The notion of the traditional performance review has always baffled me.
Being that I am 25 years old and largely still considered a “kid” in today’s workforce, I’ve always felt as if job performance should always be critiqued and cultured on a constant basis.
Not in the way most HR departments operate — where performance reviews occur every six months to a year, and an employee’s bottled-up wrongs are finally exposed and discussed openly.
While I understand the need to have a formalized system that documents and tracks employee performance, the framework of most current systems appears to be broken.
An analogy I came across recently (as I was writing an article linking the lessons that managers can learn from their dogs) hit the point on the head.
If your dog pees on the carpet in your house, you tell him right then and there that he/she was wrong — and your dog is not likely to do it again. You don’t run to some file and scribe that on Nov. 1, Buster peed on the carpet, and six months later bring it up to your dog.
For the rest of that six-month period, your dog is likely to continue to pee on the floor, until you finally reveal to it in due time that he/she has been making a mistake. What is productive about that?
Unfortunately, the same could be said of today’s performance management processes. It’s an antiquated idea that seemingly has been in practice for years, but as this month’s Talent Management special section on performance management makes clear, a change is past due.
A few months back I interviewed Maksim Ovsyannikov, vice president of product development at Rypple, a social performance platform.

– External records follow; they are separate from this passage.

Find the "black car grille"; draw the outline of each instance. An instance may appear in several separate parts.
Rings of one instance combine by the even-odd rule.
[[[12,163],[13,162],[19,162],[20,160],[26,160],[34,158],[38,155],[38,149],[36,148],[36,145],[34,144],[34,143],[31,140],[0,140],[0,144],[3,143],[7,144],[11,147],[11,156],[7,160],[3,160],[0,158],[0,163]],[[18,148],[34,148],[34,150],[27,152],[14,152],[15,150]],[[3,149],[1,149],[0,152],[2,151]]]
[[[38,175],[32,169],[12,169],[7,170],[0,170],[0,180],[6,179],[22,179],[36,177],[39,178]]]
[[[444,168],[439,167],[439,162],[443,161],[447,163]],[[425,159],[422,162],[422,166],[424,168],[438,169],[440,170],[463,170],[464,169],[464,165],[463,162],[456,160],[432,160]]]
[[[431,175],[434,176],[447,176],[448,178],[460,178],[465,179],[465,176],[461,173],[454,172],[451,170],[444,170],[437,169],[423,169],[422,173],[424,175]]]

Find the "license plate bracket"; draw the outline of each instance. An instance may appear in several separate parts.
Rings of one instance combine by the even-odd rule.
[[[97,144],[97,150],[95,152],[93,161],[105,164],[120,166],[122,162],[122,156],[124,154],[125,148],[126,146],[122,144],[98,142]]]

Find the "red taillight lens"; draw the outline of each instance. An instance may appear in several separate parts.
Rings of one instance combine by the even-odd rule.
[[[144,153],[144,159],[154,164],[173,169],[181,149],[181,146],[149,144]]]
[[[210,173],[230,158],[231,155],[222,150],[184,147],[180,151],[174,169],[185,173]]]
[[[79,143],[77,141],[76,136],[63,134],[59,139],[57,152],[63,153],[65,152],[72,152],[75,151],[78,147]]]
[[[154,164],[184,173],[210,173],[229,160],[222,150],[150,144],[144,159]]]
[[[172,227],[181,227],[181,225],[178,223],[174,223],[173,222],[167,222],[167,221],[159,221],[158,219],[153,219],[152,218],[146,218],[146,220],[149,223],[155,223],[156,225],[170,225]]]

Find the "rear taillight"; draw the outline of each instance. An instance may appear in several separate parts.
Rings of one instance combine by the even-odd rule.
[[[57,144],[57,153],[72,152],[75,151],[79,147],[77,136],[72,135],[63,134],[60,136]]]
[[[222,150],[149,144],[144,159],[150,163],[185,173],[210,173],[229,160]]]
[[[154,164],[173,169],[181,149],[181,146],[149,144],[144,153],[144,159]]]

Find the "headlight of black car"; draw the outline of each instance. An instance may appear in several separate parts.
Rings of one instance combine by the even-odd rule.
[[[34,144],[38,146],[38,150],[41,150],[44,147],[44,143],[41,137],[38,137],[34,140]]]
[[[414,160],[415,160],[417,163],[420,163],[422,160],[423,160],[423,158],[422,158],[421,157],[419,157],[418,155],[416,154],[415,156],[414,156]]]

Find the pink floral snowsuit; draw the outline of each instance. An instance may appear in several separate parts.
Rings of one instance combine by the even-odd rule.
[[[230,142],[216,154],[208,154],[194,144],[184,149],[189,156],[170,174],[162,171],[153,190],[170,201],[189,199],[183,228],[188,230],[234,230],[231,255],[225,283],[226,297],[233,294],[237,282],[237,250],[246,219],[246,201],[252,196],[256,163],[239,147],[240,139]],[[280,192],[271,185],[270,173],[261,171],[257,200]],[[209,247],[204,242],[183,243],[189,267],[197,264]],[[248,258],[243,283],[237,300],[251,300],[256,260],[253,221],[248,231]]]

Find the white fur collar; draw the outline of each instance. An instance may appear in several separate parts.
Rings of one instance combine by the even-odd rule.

The company has streamlined and encouraged through technology what it refers to as “micro-feedback.” Rypple is an HR technology that creates a digital system for employees to communicate, set goals and monitor performance, whether it is on a specific project or an employee’s overall job performance.
The ability to give real-time, actionable feedback engages the employee and provides managers with a useful tool to improve performance on the fly.
Rypple set out to design this sort of HR technology because — as Ovsyannikov scribed in a recent article featured in a TM special section on HR technology — in its view, the formalized performance review period is a dead process, and providing feedback on a loop is a more up to speed with today’s growing business demands.
“Feedback loops are based on the premise that constant feedback results in constant improvement,” Ovsyannikov wrote in the article, “and constant improvement is what a high-performance work culture is all about.”
“ … For the first time, talent leaders can actively use performance reviews [using the feedback on a loop method] to improve performance.”
How about that: A technology that encourages continuous feedback in a work environment. While the use of a social platform such as Rypple is innovative and cutting edge, shouldn’t managers be savvy enough to grasp that open feedback and constant communication with employees is the most productive and sound method to manage employee performance?
But Rypple’s technology not only paves the way for the notion of the continuous performance review, it uses elements of social media and interconnectivity that provides for a more engaging and developmental experience all the same.
The major step, Ovsyannikov wrote in his article, is cultivating a performance management culture. “If talent managers build their organization’s performance management culture around the concept of constant micro feedback, it likely will become viral because feedback loops are inherently social.”
Luckily, being that am still in the first 90 days of my editorial role here at Talent Management, I have yet to experience a first formal performance review. But I am starting to get the idea I won’t have to, because each and every day I work in a culture where, if I do something wrong or my job performance is poor, I am told right away. Feedback and ways to improve my own performance are continual.
My co-workers, many of whom have been here for years, abide by the same performance management guidelines. Maybe it’s because our publishing company is small and we don’t employ a large HR staff to compile and conduct comprehensive performance reviews. Or maybe the notion of constant feedback is just part of the culture here.
But then again, you never know: Maybe we’ve all peed on the carpet at one point or another, and it’s only a matter of time before we’re sat down and formally reminded of it.